Article 3, paragraphes 1 et 2. Âge minimum d’admission à des travaux dangereux et détermination des types de travaux dangereux. Dans ses précédents commentaires, la commission avait noté que: 1) l’article 3(1) de la loi de 2000 portant interdiction et réglementation du travail des enfants interdit l’affectation d’enfants de moins de 16 ans à des travaux dangereux; et 2) l’annexe de ladite loi prévoit une liste de travaux dangereux interdits aux enfants de moins de 16 ans.
La commission prend note de l’information fournie par le gouvernement selon laquelle la liste des travaux dangereux reproduite dans l’annexe I de la loi de 2000 portant interdiction et réglementation du travail des enfants a été modifiée en mai 2024 afin d’y ajouter certains secteurs à haut risque tels que la briqueterie et le travail domestique, les risques étant définis par la nature de l’activité et le type de travail. Le gouvernement précise que la liste actualisée des travaux dangereux figurera dans le projet de loi portant interdiction et réglementation du travail des enfants qui a été élaboré, qui fait actuellement l’objet de consultations. Tout en prenant note de cette information, la commission note avec regret que la révision de la liste des travaux dangereux n’a pas entraîné de modification de l’âge minimum de l’admission à des travaux dangereux qui, dans la loi de 2000 portant interdiction et réglementation du travail des enfants et son annexe I, est fixé à 16 ans.

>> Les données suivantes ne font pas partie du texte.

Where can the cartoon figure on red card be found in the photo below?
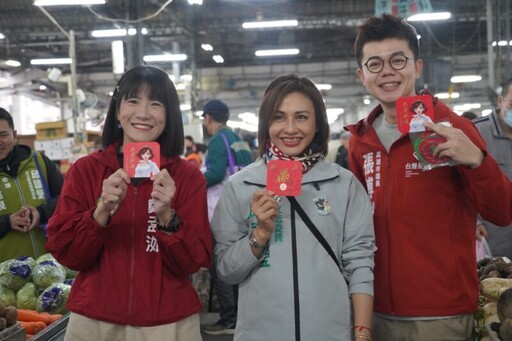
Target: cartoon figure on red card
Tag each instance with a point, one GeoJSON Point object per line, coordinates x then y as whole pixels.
{"type": "Point", "coordinates": [418, 118]}
{"type": "Point", "coordinates": [412, 113]}
{"type": "Point", "coordinates": [284, 177]}
{"type": "Point", "coordinates": [145, 168]}
{"type": "Point", "coordinates": [142, 159]}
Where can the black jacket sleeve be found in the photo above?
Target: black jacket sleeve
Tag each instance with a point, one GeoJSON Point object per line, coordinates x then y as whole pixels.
{"type": "Point", "coordinates": [54, 179]}
{"type": "Point", "coordinates": [5, 225]}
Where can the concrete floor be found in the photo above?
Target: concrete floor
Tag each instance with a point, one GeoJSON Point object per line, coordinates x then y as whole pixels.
{"type": "Point", "coordinates": [210, 318]}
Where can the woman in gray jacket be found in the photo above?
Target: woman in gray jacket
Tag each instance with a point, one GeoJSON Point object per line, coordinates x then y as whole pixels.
{"type": "Point", "coordinates": [297, 279]}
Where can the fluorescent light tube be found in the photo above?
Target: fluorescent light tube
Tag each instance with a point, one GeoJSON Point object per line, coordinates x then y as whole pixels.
{"type": "Point", "coordinates": [50, 61]}
{"type": "Point", "coordinates": [279, 52]}
{"type": "Point", "coordinates": [270, 24]}
{"type": "Point", "coordinates": [117, 57]}
{"type": "Point", "coordinates": [68, 2]}
{"type": "Point", "coordinates": [465, 79]}
{"type": "Point", "coordinates": [218, 59]}
{"type": "Point", "coordinates": [13, 63]}
{"type": "Point", "coordinates": [165, 57]}
{"type": "Point", "coordinates": [430, 16]}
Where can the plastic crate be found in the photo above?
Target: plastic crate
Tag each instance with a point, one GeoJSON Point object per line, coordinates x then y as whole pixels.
{"type": "Point", "coordinates": [13, 333]}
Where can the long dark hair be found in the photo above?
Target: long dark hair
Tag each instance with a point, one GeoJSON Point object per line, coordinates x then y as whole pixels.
{"type": "Point", "coordinates": [276, 91]}
{"type": "Point", "coordinates": [159, 88]}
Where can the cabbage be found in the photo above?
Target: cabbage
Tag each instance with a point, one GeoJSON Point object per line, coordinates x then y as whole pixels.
{"type": "Point", "coordinates": [26, 297]}
{"type": "Point", "coordinates": [27, 260]}
{"type": "Point", "coordinates": [14, 274]}
{"type": "Point", "coordinates": [48, 272]}
{"type": "Point", "coordinates": [7, 296]}
{"type": "Point", "coordinates": [54, 298]}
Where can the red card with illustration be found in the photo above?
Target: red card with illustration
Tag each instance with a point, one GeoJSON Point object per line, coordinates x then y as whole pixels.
{"type": "Point", "coordinates": [412, 112]}
{"type": "Point", "coordinates": [284, 177]}
{"type": "Point", "coordinates": [141, 159]}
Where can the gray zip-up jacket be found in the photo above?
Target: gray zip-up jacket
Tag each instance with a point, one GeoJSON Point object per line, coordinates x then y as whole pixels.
{"type": "Point", "coordinates": [338, 205]}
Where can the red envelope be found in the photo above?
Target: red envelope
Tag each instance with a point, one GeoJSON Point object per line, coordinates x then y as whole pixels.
{"type": "Point", "coordinates": [412, 112]}
{"type": "Point", "coordinates": [284, 178]}
{"type": "Point", "coordinates": [141, 159]}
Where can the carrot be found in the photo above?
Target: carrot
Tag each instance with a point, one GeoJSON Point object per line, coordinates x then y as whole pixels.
{"type": "Point", "coordinates": [32, 327]}
{"type": "Point", "coordinates": [28, 315]}
{"type": "Point", "coordinates": [51, 317]}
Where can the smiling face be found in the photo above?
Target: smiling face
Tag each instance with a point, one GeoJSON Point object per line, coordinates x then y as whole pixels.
{"type": "Point", "coordinates": [7, 139]}
{"type": "Point", "coordinates": [389, 84]}
{"type": "Point", "coordinates": [142, 119]}
{"type": "Point", "coordinates": [293, 127]}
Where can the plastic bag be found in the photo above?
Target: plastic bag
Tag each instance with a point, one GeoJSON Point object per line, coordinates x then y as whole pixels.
{"type": "Point", "coordinates": [482, 249]}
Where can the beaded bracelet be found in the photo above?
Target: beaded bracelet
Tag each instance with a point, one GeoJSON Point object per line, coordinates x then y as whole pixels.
{"type": "Point", "coordinates": [363, 337]}
{"type": "Point", "coordinates": [361, 328]}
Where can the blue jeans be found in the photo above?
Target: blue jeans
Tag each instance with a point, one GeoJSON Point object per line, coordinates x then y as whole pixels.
{"type": "Point", "coordinates": [227, 295]}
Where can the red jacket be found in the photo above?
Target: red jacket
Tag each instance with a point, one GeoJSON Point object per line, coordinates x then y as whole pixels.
{"type": "Point", "coordinates": [425, 263]}
{"type": "Point", "coordinates": [129, 272]}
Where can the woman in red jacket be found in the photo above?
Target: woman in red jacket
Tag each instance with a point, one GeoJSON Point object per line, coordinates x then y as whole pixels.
{"type": "Point", "coordinates": [134, 241]}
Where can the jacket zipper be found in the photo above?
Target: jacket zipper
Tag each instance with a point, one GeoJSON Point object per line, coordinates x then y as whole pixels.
{"type": "Point", "coordinates": [132, 257]}
{"type": "Point", "coordinates": [30, 233]}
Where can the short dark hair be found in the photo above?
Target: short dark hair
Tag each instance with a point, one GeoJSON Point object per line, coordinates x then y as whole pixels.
{"type": "Point", "coordinates": [279, 88]}
{"type": "Point", "coordinates": [5, 115]}
{"type": "Point", "coordinates": [159, 88]}
{"type": "Point", "coordinates": [385, 27]}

La commission note en outre que, tandis que l’article 7(6) de la loi de 2018 relative aux enfants dispose que tout enfant de moins de 18 ans doit être protégé contre l’exploitation économique ainsi que toute activité susceptible de porter préjudice à sa santé physique ou mentale et à son développement moral et social, son article 7(9) stipule que les enfants de moins de 14 ans ne doivent pas être engagés dans des travaux dangereux ni employés comme travailleurs domestiques ou kamalari (travail forcé féminin). La commission prie instamment le gouvernement de prendre toutes les mesures nécessaires afin que son cadre législatif interdise clairement d’employer ou de faire travailler des enfants de moins de 18 ans à des travaux dangereux. Elle le prie de fournir des informations sur tout progrès accompli à cet égard et de transmettre une copie de la nouvelle loi portant interdiction et réglementation du travail des enfants, dans l’une des langues officielles de l’OIT, une fois qu’elle aura été adoptée.

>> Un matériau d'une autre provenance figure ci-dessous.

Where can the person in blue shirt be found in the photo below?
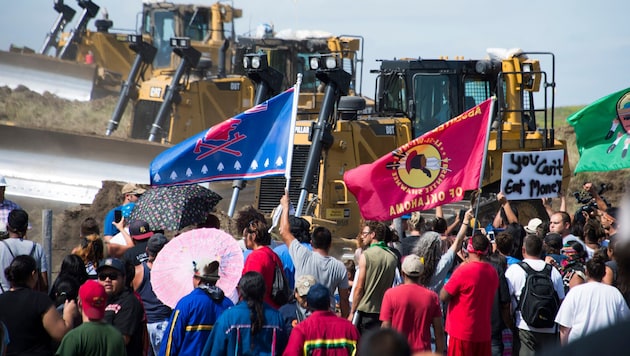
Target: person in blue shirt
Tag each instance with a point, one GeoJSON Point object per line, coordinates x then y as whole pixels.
{"type": "Point", "coordinates": [251, 327]}
{"type": "Point", "coordinates": [131, 193]}
{"type": "Point", "coordinates": [300, 230]}
{"type": "Point", "coordinates": [195, 315]}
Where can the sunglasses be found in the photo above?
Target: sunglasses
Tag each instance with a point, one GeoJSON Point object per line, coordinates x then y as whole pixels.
{"type": "Point", "coordinates": [112, 276]}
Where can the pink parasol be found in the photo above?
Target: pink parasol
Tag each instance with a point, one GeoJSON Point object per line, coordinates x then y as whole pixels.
{"type": "Point", "coordinates": [172, 272]}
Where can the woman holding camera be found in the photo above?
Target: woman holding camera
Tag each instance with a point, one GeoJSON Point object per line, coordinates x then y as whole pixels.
{"type": "Point", "coordinates": [30, 316]}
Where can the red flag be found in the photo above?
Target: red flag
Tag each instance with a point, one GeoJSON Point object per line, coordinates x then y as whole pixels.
{"type": "Point", "coordinates": [431, 170]}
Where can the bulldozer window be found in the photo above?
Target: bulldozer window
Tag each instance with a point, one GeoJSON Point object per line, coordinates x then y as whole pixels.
{"type": "Point", "coordinates": [196, 25]}
{"type": "Point", "coordinates": [434, 102]}
{"type": "Point", "coordinates": [476, 91]}
{"type": "Point", "coordinates": [392, 94]}
{"type": "Point", "coordinates": [163, 30]}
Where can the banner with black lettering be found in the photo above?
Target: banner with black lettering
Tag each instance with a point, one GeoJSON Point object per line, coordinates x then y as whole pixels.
{"type": "Point", "coordinates": [532, 175]}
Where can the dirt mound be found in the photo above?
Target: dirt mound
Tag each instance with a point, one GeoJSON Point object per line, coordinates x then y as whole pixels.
{"type": "Point", "coordinates": [24, 107]}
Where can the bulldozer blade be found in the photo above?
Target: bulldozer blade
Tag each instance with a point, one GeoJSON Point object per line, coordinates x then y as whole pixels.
{"type": "Point", "coordinates": [70, 167]}
{"type": "Point", "coordinates": [65, 79]}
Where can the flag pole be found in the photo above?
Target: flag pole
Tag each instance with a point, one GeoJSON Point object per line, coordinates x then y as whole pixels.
{"type": "Point", "coordinates": [296, 97]}
{"type": "Point", "coordinates": [485, 156]}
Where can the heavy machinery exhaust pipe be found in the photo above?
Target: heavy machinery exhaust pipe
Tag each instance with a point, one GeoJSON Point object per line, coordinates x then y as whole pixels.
{"type": "Point", "coordinates": [337, 84]}
{"type": "Point", "coordinates": [221, 70]}
{"type": "Point", "coordinates": [145, 53]}
{"type": "Point", "coordinates": [66, 13]}
{"type": "Point", "coordinates": [90, 10]}
{"type": "Point", "coordinates": [190, 59]}
{"type": "Point", "coordinates": [268, 84]}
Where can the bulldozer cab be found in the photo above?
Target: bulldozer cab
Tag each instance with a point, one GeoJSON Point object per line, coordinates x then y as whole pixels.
{"type": "Point", "coordinates": [202, 25]}
{"type": "Point", "coordinates": [430, 92]}
{"type": "Point", "coordinates": [291, 57]}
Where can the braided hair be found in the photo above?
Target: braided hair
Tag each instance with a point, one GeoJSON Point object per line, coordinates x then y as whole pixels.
{"type": "Point", "coordinates": [252, 291]}
{"type": "Point", "coordinates": [428, 247]}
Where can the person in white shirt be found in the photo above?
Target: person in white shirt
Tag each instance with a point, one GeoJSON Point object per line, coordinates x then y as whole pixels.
{"type": "Point", "coordinates": [532, 340]}
{"type": "Point", "coordinates": [590, 306]}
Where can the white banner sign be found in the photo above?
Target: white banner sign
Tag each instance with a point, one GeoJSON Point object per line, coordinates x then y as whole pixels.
{"type": "Point", "coordinates": [532, 175]}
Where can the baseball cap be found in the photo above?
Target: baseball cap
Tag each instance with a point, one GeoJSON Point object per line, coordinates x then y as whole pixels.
{"type": "Point", "coordinates": [131, 188]}
{"type": "Point", "coordinates": [318, 297]}
{"type": "Point", "coordinates": [207, 271]}
{"type": "Point", "coordinates": [18, 220]}
{"type": "Point", "coordinates": [532, 225]}
{"type": "Point", "coordinates": [156, 243]}
{"type": "Point", "coordinates": [304, 283]}
{"type": "Point", "coordinates": [112, 263]}
{"type": "Point", "coordinates": [93, 299]}
{"type": "Point", "coordinates": [553, 240]}
{"type": "Point", "coordinates": [412, 266]}
{"type": "Point", "coordinates": [140, 230]}
{"type": "Point", "coordinates": [127, 209]}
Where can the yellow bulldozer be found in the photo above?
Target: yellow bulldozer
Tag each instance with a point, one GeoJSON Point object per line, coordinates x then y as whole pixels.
{"type": "Point", "coordinates": [414, 96]}
{"type": "Point", "coordinates": [82, 64]}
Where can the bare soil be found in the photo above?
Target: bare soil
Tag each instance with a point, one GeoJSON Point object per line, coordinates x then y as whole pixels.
{"type": "Point", "coordinates": [26, 108]}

Article 3, paragraphe 3. Admission à des types de travaux dangereux dès l’âge de 16 ans. La commission note que le gouvernement indique que, dans le cadre de la révision en cours de la loi de 2000 portant interdiction et réglementation du travail des enfants, des lignes directrices et des garanties claires doivent être incorporées dans le texte afin de réglementer le travail des jeunes de 16 à 18 ans. Rappelant les dispositions de l’article 3, paragraphe 3, de la convention, la commission prie instamment le gouvernement de prendre les mesures nécessaires afin que les adolescents de 16 à 18 ans ne puissent être affectés à des travaux dangereux qu’à condition que leur santé, leur sécurité et leur moralité soient pleinement garanties et qu’ils aient reçu une formation adéquate dans le domaine concerné.
La commission soulève d’autres questions dans une demande qu’elle adresse directement au gouvernement.